# How Do I Cope ???



## karenann (May 22, 2010)

Hi Ladies - I am sorry to rant but I really can'y cope with the pain at the moment  

I am a wreck today and I HATE myself - I am just soooo angry. Dh has told me repeatedly over the last 18 months how fed up he is with me - he refused to fo for any testing or consider any tx - I just don't understand why he wouldn't do that for me when he said he wanted a child. He is self employed and repeatedly tells me that the business comes first - he wouldn't even come to a scan with me when I miscarried and avoided all but one hospital appointment on the basis he was too busy. 

I accept that I will never have a child - but I don't know how to cope with the pain and anger at the moment - I try to talk to him but he just doesn't want to know and has said it's my problem and I have to get over it. I have tried to move on but it is so hard - I booked myself on a writing course - He knew this and has just told me I have to do his accounts as he will not pay £200 for the accountant to do them this year.  I have supported his business since day one and have worked sooo hard for him with no pay no holidays - it's been never ending..  
Just once I wanted him to tell me that my dream was important and support me - was that too much to ask ?


To be honest it's got worse recently as I haven't been well since May and have battled to get better - I had a lap at the end of September and have not recovered well I have had 2 lots of antibiotics and am still in a lot of pain - So it's not helped.

I feel sooo ashamed and guilty I want to move on and be happy again - but it just hurts so much having to let go of the dream and have constant battles with Dh - my estemm and confidence are so low - yet every week he is shouting at me. 

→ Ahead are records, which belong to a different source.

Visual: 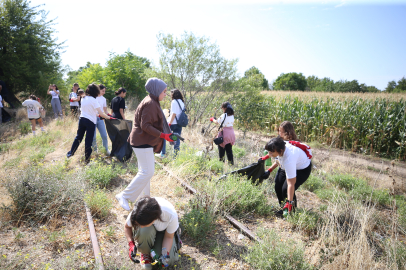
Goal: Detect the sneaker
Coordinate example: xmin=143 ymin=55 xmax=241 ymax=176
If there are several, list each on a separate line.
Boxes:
xmin=141 ymin=254 xmax=152 ymax=269
xmin=116 ymin=193 xmax=130 ymax=211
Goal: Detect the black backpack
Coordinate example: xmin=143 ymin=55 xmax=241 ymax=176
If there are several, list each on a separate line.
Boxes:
xmin=175 ymin=99 xmax=189 ymax=127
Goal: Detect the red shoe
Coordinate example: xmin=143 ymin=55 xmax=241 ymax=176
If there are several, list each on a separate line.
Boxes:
xmin=141 ymin=253 xmax=152 ymax=269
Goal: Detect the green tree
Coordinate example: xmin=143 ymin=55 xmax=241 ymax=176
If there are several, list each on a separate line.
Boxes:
xmin=146 ymin=32 xmax=237 ymax=125
xmin=0 ymin=0 xmax=63 ymax=102
xmin=273 ymin=72 xmax=307 ymax=91
xmin=244 ymin=66 xmax=269 ymax=90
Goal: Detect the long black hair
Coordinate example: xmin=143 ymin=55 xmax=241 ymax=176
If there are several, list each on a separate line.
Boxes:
xmin=221 ymin=102 xmax=234 ymax=116
xmin=130 ymin=196 xmax=162 ymax=229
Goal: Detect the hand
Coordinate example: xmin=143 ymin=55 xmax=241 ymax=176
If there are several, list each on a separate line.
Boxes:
xmin=128 ymin=241 xmax=138 ymax=263
xmin=159 ymin=133 xmax=174 ymax=142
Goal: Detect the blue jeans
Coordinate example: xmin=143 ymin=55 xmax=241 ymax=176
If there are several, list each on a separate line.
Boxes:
xmin=67 ymin=117 xmax=96 ymax=161
xmin=161 ymin=125 xmax=182 ymax=155
xmin=92 ymin=117 xmax=109 ymax=153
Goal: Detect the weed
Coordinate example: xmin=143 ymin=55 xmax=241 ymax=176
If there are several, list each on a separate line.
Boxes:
xmin=85 ymin=189 xmax=113 ymax=218
xmin=245 ymin=228 xmax=312 ymax=270
xmin=18 ymin=122 xmax=31 ymax=135
xmin=181 ymin=205 xmax=216 ymax=241
xmin=86 ymin=161 xmax=125 ymax=188
xmin=301 ymin=174 xmax=326 ymax=192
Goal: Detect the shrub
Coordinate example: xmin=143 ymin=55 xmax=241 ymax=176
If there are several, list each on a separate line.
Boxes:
xmin=85 ymin=189 xmax=113 ymax=218
xmin=4 ymin=166 xmax=83 ymax=223
xmin=301 ymin=174 xmax=326 ymax=192
xmin=245 ymin=229 xmax=311 ymax=270
xmin=181 ymin=205 xmax=216 ymax=241
xmin=86 ymin=161 xmax=125 ymax=188
xmin=18 ymin=122 xmax=31 ymax=135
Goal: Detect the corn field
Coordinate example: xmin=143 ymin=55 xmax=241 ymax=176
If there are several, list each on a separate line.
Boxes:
xmin=235 ymin=95 xmax=406 ymax=160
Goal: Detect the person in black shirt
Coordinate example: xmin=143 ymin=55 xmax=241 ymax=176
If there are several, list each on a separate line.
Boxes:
xmin=110 ymin=87 xmax=127 ymax=120
xmin=0 ymin=80 xmax=14 ymax=109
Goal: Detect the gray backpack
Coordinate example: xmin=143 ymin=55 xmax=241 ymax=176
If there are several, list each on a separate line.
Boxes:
xmin=175 ymin=99 xmax=189 ymax=127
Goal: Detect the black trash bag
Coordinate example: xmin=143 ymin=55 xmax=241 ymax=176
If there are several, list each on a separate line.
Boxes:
xmin=219 ymin=162 xmax=265 ymax=185
xmin=104 ymin=119 xmax=133 ymax=162
xmin=1 ymin=108 xmax=11 ymax=123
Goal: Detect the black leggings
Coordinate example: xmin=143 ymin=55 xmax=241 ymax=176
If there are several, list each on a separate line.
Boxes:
xmin=275 ymin=162 xmax=312 ymax=207
xmin=218 ymin=143 xmax=234 ymax=165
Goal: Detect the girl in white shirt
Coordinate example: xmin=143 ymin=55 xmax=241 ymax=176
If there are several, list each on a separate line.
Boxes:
xmin=210 ymin=102 xmax=235 ymax=165
xmin=47 ymin=84 xmax=62 ymax=119
xmin=66 ymin=83 xmax=116 ymax=163
xmin=22 ymin=95 xmax=45 ymax=135
xmin=124 ymin=196 xmax=179 ymax=269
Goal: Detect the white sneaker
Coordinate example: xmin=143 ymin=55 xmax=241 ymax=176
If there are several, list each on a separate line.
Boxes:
xmin=116 ymin=193 xmax=131 ymax=211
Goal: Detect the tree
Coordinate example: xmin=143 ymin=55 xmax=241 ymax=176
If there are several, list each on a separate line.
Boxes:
xmin=146 ymin=32 xmax=237 ymax=125
xmin=244 ymin=66 xmax=269 ymax=90
xmin=0 ymin=0 xmax=63 ymax=102
xmin=273 ymin=72 xmax=307 ymax=91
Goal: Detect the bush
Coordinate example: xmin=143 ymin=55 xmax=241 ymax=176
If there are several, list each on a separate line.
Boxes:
xmin=85 ymin=189 xmax=113 ymax=218
xmin=181 ymin=205 xmax=216 ymax=241
xmin=4 ymin=166 xmax=83 ymax=223
xmin=86 ymin=161 xmax=125 ymax=188
xmin=301 ymin=174 xmax=326 ymax=192
xmin=18 ymin=122 xmax=31 ymax=135
xmin=245 ymin=229 xmax=311 ymax=270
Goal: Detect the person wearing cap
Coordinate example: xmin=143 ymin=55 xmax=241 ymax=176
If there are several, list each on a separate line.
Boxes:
xmin=210 ymin=102 xmax=235 ymax=165
xmin=92 ymin=84 xmax=110 ymax=156
xmin=116 ymin=78 xmax=174 ymax=211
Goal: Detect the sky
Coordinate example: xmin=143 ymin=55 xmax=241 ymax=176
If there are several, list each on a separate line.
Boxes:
xmin=31 ymin=0 xmax=406 ymax=90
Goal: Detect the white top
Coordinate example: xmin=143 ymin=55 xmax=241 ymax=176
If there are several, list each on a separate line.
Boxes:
xmin=69 ymin=92 xmax=79 ymax=106
xmin=80 ymin=96 xmax=100 ymax=124
xmin=126 ymin=197 xmax=179 ymax=233
xmin=278 ymin=141 xmax=310 ymax=179
xmin=49 ymin=90 xmax=59 ymax=98
xmin=96 ymin=96 xmax=107 ymax=112
xmin=22 ymin=99 xmax=43 ymax=119
xmin=169 ymin=99 xmax=185 ymax=125
xmin=214 ymin=113 xmax=234 ymax=127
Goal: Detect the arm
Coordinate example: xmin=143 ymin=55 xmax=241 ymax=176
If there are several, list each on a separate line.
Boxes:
xmin=120 ymin=108 xmax=125 ymax=120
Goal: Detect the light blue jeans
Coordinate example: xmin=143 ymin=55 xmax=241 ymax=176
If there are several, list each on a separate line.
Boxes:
xmin=92 ymin=117 xmax=109 ymax=153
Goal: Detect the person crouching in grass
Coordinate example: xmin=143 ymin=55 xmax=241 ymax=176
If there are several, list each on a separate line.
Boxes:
xmin=22 ymin=95 xmax=45 ymax=136
xmin=66 ymin=83 xmax=116 ymax=163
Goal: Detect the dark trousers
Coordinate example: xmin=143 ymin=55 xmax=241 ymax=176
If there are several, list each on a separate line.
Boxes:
xmin=68 ymin=117 xmax=96 ymax=161
xmin=218 ymin=143 xmax=234 ymax=165
xmin=275 ymin=162 xmax=312 ymax=207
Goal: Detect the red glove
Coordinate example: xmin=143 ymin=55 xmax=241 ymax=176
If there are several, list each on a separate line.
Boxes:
xmin=159 ymin=133 xmax=174 ymax=142
xmin=128 ymin=241 xmax=135 ymax=260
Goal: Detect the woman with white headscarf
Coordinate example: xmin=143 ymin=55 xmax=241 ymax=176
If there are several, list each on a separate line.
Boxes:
xmin=116 ymin=78 xmax=174 ymax=211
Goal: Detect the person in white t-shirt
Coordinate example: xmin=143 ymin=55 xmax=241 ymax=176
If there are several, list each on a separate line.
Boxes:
xmin=66 ymin=83 xmax=115 ymax=163
xmin=210 ymin=102 xmax=235 ymax=165
xmin=265 ymin=136 xmax=312 ymax=213
xmin=47 ymin=84 xmax=62 ymax=119
xmin=124 ymin=196 xmax=179 ymax=269
xmin=69 ymin=83 xmax=80 ymax=116
xmin=92 ymin=84 xmax=110 ymax=156
xmin=155 ymin=89 xmax=185 ymax=158
xmin=22 ymin=95 xmax=45 ymax=135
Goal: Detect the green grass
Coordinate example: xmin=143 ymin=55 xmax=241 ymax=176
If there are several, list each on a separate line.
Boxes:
xmin=244 ymin=229 xmax=312 ymax=270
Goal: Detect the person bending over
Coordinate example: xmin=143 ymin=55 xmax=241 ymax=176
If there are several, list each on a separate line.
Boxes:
xmin=124 ymin=196 xmax=179 ymax=269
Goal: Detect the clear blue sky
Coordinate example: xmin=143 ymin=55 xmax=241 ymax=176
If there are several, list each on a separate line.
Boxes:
xmin=31 ymin=0 xmax=406 ymax=90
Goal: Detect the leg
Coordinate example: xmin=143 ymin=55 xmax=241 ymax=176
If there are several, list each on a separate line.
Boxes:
xmin=153 ymin=231 xmax=179 ymax=265
xmin=82 ymin=118 xmax=96 ymax=162
xmin=217 ymin=145 xmax=226 ymax=161
xmin=225 ymin=143 xmax=234 ymax=165
xmin=67 ymin=118 xmax=86 ymax=157
xmin=275 ymin=168 xmax=287 ymax=204
xmin=121 ymin=148 xmax=155 ymax=202
xmin=134 ymin=225 xmax=157 ymax=254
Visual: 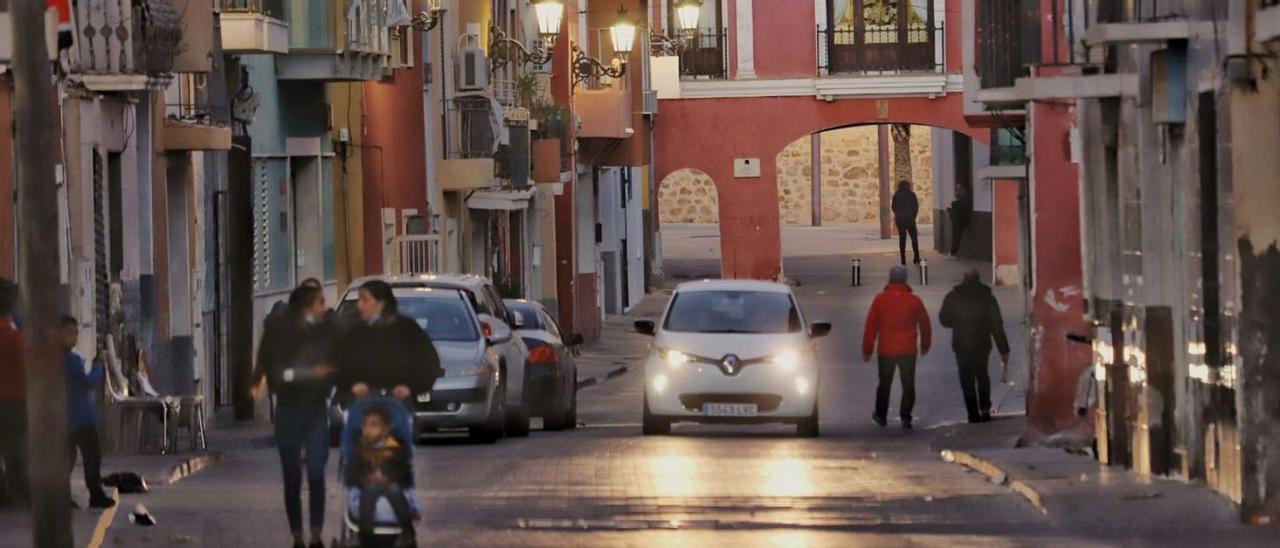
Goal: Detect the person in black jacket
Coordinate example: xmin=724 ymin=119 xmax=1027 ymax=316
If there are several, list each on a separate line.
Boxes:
xmin=893 ymin=181 xmax=920 ymax=265
xmin=938 ymin=269 xmax=1009 ymax=423
xmin=338 ymin=280 xmax=444 ymax=399
xmin=253 ymin=286 xmax=335 ymax=547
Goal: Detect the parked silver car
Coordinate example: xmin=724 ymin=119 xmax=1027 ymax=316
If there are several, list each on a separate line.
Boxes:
xmin=338 ymin=284 xmax=516 ymax=443
xmin=339 ymin=274 xmax=529 ymax=437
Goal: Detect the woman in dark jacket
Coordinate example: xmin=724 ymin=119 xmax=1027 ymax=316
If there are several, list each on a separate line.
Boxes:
xmin=338 ymin=280 xmax=444 ymax=399
xmin=253 ymin=286 xmax=335 ymax=548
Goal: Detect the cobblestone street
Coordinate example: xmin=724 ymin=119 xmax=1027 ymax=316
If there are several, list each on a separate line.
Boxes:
xmin=12 ymin=229 xmax=1267 ymax=547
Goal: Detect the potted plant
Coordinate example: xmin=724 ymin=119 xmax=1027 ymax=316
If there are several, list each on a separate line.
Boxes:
xmin=530 ymin=102 xmax=568 ymax=183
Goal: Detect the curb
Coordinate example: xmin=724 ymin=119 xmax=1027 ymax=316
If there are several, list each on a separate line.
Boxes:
xmin=940 ymin=449 xmax=1048 ymax=515
xmin=577 ymin=365 xmax=631 ymax=391
xmin=165 ymin=451 xmax=227 ymax=485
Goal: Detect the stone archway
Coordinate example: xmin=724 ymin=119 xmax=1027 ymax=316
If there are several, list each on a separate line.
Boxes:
xmin=776 ymin=124 xmax=933 ymax=227
xmin=658 ymin=168 xmax=719 ymax=224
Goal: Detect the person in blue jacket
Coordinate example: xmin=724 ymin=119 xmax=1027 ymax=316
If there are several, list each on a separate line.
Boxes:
xmin=59 ymin=316 xmax=115 ymax=508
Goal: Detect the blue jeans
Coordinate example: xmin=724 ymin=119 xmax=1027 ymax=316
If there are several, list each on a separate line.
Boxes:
xmin=275 ymin=402 xmax=329 ymax=535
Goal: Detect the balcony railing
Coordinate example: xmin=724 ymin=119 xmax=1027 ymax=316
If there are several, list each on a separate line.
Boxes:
xmin=218 ymin=0 xmax=284 ymax=19
xmin=680 ymin=28 xmax=728 ymax=79
xmin=445 ymin=95 xmax=502 ymax=160
xmin=818 ymin=22 xmax=946 ymax=74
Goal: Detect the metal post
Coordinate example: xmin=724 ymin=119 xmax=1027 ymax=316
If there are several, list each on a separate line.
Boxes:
xmin=876 ymin=124 xmax=893 ymax=239
xmin=12 ymin=1 xmax=72 ymax=548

I am sooo sorry to rant I just need to offload I just can't cope with it at the moment I just want to sleep I want the pain to go away - I want to feel that I am worth something - that my dream was worth fighting for - I am angry with myself - for feeling this way 

This has been the one place where I have felt support and haven't felt judged - So thank you for that


----------



## guinevere (May 5, 2010)

Just wanted to send you a very big


----------



## Rowan22 (Dec 29, 2008)

Karenann, I am so sorry. This whole infertility nightmare is bad enough without having these types of issues with husbands and partners.
It is so cruel that your dh should be telling you he's fed up with you at any time, never mind now. I don't understand why you're doing his accounts under the circumstances; I'm afraid I wouldn't!
It sounds to me as if he's thrown himself into the business to forget about other things. I think men do this, though mine's more likely to bury himself in the computer. 
You shouldn't hate yourself, hon, it's not your fault! I tend to turn anger on to myself, too but I'm beginning to realise that's not a good idea. Why should I make myself feel worse when someone's hurt me?
I hope things improve for you soon.  

Rowanxxx


----------



## owenl (Mar 29, 2009)

Karenann, your DH sounds completely selfish and doesn't seem to want to make the effort to make you happy.  I was in that situation with my DH only mine's buried himself in the garden work 24/7 when he wasn't at work.  In the end I went to counselling on my own and they convinced me to talk to him, write him a letter with my feelings and make it clear that he has to support me and be there for me otherwise our marriage is empty.  Sadly he walked away but if I'm being honest, I was very upset as I still loved him, I'm still stuck in the same house as him while we try to sell the house but I now have my self worth back and am starting to build up my self-confidence and my own social network.  My advice would be to tell him you are a partnership and if he cares for you at all, he will give you some space to do the the things you want and support you in this.  If he refuses, I'd ask him to go to counselling with you, all failing you really have to question whether you are prepared to be dragged down by him, it's not your fault and he shouldn't be making you feel like it is.  I know moving on from DH probably seems at the moment like a step too far but if he isn't supportive and unprepared to go to counselling or make steps to help you, believe me life is too short, give him an ultimatum and walk away if he fails to live up to your terms.


----------



## Guest (Nov 3, 2010)

Karenann -   I'm so sorry for whta you are going through. Like Owenl said, IF is bad enough without unsupportive partners. I'm afraid we turn anger against ourselves anyway, I tend to do this (and it is bad), but your DH should really support you, not make it more difficult. I agree men tend to busy themselves in work to avoid dealing with painful experiences or discussions, I know mine does that, but when you NEED support he should be there for you. What you describe is really unacceptable in a loving relationship, he seems to be getting it all from you and not giving in return. I think the idea of writing a letter is god, because he can then read it calmly and take it in. You msut let him know that it's not 'your problem', you didn't choose to have m/cs !! It's your joint problem because he is your DH so you are togteher 'in sickness nad in health'. What if God forbid he would be ill or disabled, would you tell him it's his problem?? Sure you won't! So there. Hope you get some positive communication and an apology from him, you deserve more. And do go on your writing course, excellent idea.
Rivka x


----------



## bubblehead (Jan 29, 2009)

hi there Karenann, sending you a big hug.  I agree with rivka and the others that men do bury their feelings.  mine is computer led and it has been difficult to approach talking about our IVF failures.  M/C is such a big thing and the guilt and anger and resentment are all natural.  A good friend of mine had one too and I know how much it affected her.  Have you got anyone you can talk to about it, other than hubby? 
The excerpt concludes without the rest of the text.